Por outro lado, o detalhe que realmente animou os investidores foi o salário médio por hora. Com alta de 0,2% no mês, o indicador ficou abaixo das projeções, sinalizando que a pressão de custos no mercado de trabalho pode estar perdendo tração.
Essa desaceleração salarial é vista como um “presente” para o Federal Reserve (Fed). Ao aliviar as preocupações inflacionárias, o dado reduz a necessidade imediata de posturas ainda mais agressivas por parte dos dirigentes da autoridade monetária americana.
No campo geopolítico, o clima de apreensão que derrubou os mercados na quinta-feira deu lugar a uma estabilidade cautelosa.

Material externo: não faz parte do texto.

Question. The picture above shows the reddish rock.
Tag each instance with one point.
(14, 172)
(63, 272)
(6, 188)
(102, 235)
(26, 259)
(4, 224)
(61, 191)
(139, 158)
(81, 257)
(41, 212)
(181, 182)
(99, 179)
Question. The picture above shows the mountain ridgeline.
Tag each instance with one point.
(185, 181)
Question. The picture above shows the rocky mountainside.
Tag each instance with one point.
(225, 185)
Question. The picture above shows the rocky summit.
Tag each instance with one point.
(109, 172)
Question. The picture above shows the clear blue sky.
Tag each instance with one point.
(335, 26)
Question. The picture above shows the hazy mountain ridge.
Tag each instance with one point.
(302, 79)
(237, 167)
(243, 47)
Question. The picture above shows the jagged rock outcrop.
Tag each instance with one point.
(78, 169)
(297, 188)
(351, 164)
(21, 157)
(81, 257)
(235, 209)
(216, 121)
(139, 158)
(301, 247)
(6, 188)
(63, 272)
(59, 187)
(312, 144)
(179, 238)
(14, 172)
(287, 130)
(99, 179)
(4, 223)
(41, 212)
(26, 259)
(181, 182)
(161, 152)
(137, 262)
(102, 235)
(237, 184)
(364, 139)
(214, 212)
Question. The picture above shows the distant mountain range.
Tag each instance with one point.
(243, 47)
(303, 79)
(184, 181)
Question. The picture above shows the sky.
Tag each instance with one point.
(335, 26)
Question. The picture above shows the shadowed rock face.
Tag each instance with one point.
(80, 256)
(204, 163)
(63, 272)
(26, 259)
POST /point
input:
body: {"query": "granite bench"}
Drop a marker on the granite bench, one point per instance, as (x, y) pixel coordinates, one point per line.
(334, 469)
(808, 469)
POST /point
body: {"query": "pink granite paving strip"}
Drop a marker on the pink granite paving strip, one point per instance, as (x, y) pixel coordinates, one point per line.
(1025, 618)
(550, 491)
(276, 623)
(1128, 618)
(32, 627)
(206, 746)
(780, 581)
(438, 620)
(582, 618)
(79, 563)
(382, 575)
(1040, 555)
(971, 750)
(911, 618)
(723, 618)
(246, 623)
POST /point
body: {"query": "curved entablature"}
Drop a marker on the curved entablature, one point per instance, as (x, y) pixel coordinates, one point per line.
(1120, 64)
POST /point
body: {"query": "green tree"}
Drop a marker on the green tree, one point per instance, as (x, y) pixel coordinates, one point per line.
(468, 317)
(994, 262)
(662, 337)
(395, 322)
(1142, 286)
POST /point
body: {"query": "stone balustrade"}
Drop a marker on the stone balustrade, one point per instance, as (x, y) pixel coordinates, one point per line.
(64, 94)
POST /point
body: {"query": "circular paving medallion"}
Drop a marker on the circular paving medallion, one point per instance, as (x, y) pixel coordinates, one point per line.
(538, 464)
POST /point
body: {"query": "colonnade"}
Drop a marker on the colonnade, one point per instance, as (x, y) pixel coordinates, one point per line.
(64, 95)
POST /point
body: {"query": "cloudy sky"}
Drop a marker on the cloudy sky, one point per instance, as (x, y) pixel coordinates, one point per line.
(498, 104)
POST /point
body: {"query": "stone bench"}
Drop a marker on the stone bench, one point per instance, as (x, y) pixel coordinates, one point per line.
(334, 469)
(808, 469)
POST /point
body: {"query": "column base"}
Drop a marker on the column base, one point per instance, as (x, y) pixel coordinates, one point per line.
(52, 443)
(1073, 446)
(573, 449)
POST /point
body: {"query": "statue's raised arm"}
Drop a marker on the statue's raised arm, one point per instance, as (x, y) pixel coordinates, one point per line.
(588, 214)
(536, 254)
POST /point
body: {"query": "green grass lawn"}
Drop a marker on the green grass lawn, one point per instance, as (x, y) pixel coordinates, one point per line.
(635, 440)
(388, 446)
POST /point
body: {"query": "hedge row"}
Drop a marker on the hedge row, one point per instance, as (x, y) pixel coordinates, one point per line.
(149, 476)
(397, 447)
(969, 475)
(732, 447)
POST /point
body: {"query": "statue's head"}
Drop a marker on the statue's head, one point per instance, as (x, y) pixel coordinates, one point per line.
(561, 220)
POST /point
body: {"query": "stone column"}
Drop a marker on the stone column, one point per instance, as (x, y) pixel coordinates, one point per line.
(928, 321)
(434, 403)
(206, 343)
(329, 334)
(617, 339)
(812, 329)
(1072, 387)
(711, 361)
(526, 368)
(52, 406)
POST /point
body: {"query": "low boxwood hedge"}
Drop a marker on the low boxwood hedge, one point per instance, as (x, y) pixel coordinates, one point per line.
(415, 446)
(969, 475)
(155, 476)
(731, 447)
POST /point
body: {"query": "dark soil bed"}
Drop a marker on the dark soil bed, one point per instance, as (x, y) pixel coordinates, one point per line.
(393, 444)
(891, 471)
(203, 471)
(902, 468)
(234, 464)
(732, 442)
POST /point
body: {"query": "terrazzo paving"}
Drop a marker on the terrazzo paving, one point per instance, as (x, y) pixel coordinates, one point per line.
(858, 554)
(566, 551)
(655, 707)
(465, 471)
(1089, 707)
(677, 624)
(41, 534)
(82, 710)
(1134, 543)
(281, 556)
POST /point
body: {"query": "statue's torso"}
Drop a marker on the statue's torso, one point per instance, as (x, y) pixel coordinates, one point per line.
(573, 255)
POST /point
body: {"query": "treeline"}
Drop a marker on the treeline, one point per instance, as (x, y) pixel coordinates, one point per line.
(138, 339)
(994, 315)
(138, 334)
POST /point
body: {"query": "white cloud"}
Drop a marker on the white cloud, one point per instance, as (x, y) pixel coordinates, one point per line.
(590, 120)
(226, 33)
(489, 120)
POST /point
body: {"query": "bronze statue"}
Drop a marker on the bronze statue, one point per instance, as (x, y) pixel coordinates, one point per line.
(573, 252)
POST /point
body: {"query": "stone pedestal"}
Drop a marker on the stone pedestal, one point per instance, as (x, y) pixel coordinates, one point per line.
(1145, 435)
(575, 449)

O temor de uma escalada sem precedentes entre Estados Unidos e Irã foi substituído por um alívio parcial.
Dólar em baixa
O clima se refletiu também no mercado de câmbio. A moeda americana perdeu força frente às principais divisas globais e também ante o real, refletindo a leitura de que o Fed pode não precisar subir juros novamente tão cedo. A queda foi tamanha, que chegou ao menor patamar desde janeiro de 2024.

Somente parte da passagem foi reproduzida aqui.